Jacobsen P B, Manne S L, Gorfinkle K, Schorr O, Rapkin B, Redd W H
Psychiatry Service, Memorial Sloan-Kettering Cancer Center, New York, NY 10021.
Health Psychol. 1990;9(5):559-76. doi: 10.1037//0278-6133.9.5.559.
Examined (a) the impact of demographic, medical, and psychological factors on overall child distress during an invasive medical procedure required for pediatric cancer treatment and (b) the relationship of individual parent behaviors to child distress across phases of the procedure. Seventy 3- to 10-year-old pediatric cancer patients receiving outpatient venipuncture and their parents participated.
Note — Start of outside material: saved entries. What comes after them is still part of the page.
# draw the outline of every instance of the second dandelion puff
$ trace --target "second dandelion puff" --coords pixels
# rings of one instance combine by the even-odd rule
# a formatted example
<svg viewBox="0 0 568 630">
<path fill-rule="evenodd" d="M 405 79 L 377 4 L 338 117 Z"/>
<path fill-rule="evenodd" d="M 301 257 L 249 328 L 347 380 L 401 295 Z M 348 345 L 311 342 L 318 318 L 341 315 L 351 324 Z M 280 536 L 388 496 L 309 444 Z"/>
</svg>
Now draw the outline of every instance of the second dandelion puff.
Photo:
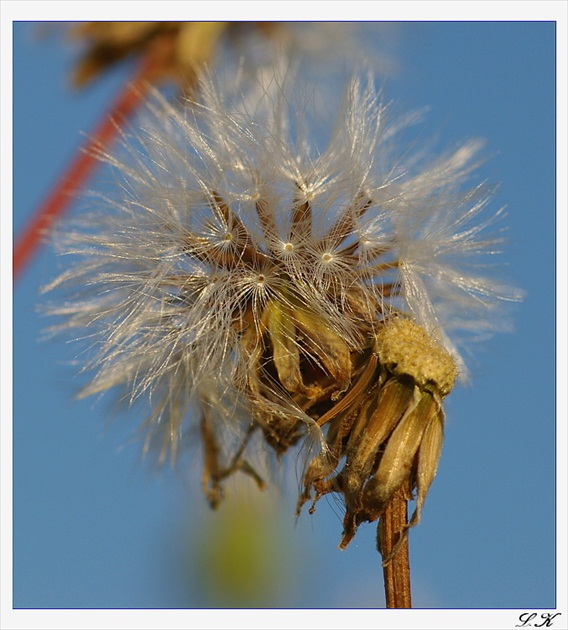
<svg viewBox="0 0 568 630">
<path fill-rule="evenodd" d="M 181 107 L 155 95 L 101 153 L 117 189 L 59 231 L 79 258 L 49 288 L 67 291 L 61 327 L 96 340 L 84 395 L 148 396 L 161 459 L 199 424 L 212 504 L 235 471 L 262 485 L 251 440 L 281 456 L 315 435 L 298 505 L 341 495 L 346 546 L 397 492 L 416 493 L 418 521 L 464 370 L 455 333 L 487 329 L 515 292 L 472 264 L 495 243 L 489 193 L 466 184 L 479 143 L 410 158 L 366 78 L 318 150 L 298 92 L 205 79 Z"/>
</svg>

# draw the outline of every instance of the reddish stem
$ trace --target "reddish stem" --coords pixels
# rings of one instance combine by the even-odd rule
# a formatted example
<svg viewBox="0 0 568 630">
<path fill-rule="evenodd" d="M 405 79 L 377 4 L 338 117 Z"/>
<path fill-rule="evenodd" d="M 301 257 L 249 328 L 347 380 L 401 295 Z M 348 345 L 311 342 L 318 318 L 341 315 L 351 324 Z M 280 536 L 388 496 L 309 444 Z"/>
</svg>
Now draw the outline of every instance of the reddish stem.
<svg viewBox="0 0 568 630">
<path fill-rule="evenodd" d="M 144 97 L 147 87 L 141 79 L 147 76 L 147 67 L 144 65 L 134 81 L 122 88 L 109 112 L 104 115 L 94 133 L 83 144 L 67 171 L 59 178 L 19 235 L 14 245 L 14 281 L 32 259 L 53 221 L 68 209 L 74 196 L 88 181 L 98 163 L 93 154 L 94 149 L 100 150 L 111 144 L 117 133 L 116 123 L 126 120 Z"/>
</svg>

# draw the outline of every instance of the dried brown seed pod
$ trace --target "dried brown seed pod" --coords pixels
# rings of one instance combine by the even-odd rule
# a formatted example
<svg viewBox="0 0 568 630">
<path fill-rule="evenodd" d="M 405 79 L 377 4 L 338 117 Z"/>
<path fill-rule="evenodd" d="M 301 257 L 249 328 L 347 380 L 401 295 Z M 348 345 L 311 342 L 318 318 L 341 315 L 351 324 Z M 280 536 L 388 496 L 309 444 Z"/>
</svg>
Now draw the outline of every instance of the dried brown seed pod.
<svg viewBox="0 0 568 630">
<path fill-rule="evenodd" d="M 456 377 L 452 357 L 421 326 L 402 317 L 380 325 L 366 368 L 323 422 L 318 420 L 329 422 L 329 450 L 308 466 L 299 501 L 301 507 L 312 488 L 315 501 L 329 492 L 343 495 L 340 547 L 349 544 L 360 523 L 380 518 L 399 490 L 407 500 L 416 491 L 409 526 L 418 523 L 442 448 L 442 399 Z M 354 396 L 354 390 L 363 391 Z"/>
</svg>

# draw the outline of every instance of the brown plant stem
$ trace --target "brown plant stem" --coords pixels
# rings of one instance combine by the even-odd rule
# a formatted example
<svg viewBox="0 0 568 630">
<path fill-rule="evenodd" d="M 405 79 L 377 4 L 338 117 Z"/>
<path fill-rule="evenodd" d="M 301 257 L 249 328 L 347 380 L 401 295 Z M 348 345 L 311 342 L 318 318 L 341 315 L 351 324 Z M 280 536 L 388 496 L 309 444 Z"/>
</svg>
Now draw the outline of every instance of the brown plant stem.
<svg viewBox="0 0 568 630">
<path fill-rule="evenodd" d="M 94 149 L 100 151 L 109 147 L 117 134 L 117 123 L 123 123 L 141 102 L 147 89 L 144 79 L 148 77 L 148 67 L 148 64 L 143 63 L 134 80 L 121 89 L 110 110 L 105 113 L 94 132 L 24 227 L 14 245 L 14 281 L 38 250 L 41 240 L 55 219 L 68 209 L 93 173 L 99 163 L 94 155 Z"/>
<path fill-rule="evenodd" d="M 404 532 L 407 523 L 406 496 L 402 490 L 397 490 L 379 520 L 377 531 L 387 608 L 412 608 L 408 536 Z"/>
</svg>

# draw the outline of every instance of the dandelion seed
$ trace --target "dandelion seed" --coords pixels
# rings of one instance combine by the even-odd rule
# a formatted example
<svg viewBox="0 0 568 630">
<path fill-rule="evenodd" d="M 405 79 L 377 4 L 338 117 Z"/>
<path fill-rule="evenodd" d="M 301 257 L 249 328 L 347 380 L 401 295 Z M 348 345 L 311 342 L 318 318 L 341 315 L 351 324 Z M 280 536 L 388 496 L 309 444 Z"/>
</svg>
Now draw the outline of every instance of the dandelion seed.
<svg viewBox="0 0 568 630">
<path fill-rule="evenodd" d="M 316 436 L 298 509 L 340 494 L 346 546 L 401 493 L 418 522 L 465 371 L 456 334 L 485 333 L 518 293 L 473 264 L 495 244 L 493 219 L 477 222 L 490 191 L 467 188 L 479 143 L 405 166 L 368 77 L 318 147 L 298 93 L 272 77 L 245 105 L 211 78 L 182 108 L 156 95 L 123 155 L 101 154 L 117 195 L 61 230 L 79 258 L 48 288 L 70 291 L 52 309 L 62 328 L 98 340 L 84 395 L 149 395 L 162 459 L 199 425 L 212 504 L 233 472 L 262 483 L 245 459 L 255 435 L 278 455 Z"/>
</svg>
Overall distress was greater in younger children who had fewer previous venipunctures and poorer venous access and whose parents rated them prior to the procedure as less likely to be cooperative. Providing explanations regarding the procedure was the parent behavior most clearly associated with child distress. The impact of parent explanation depended on when the explanation was given and on the child's level of distress at the time.
研究了(a)人口统计学、医学和心理因素对小儿癌症治疗所需侵入性医疗程序中儿童总体痛苦的影响,以及(b)在该程序各阶段中父母个体行为与儿童痛苦之间的关系。70名接受门诊静脉穿刺的3至10岁小儿癌症患者及其父母参与了研究。年龄较小、以前静脉穿刺次数较少、静脉通路较差且父母在程序前认为其不太可能配合的儿童总体痛苦更大。就该程序提供解释是与儿童痛苦最明显相关的父母行为。父母解释的影响取决于解释的时机以及当时孩子的痛苦程度。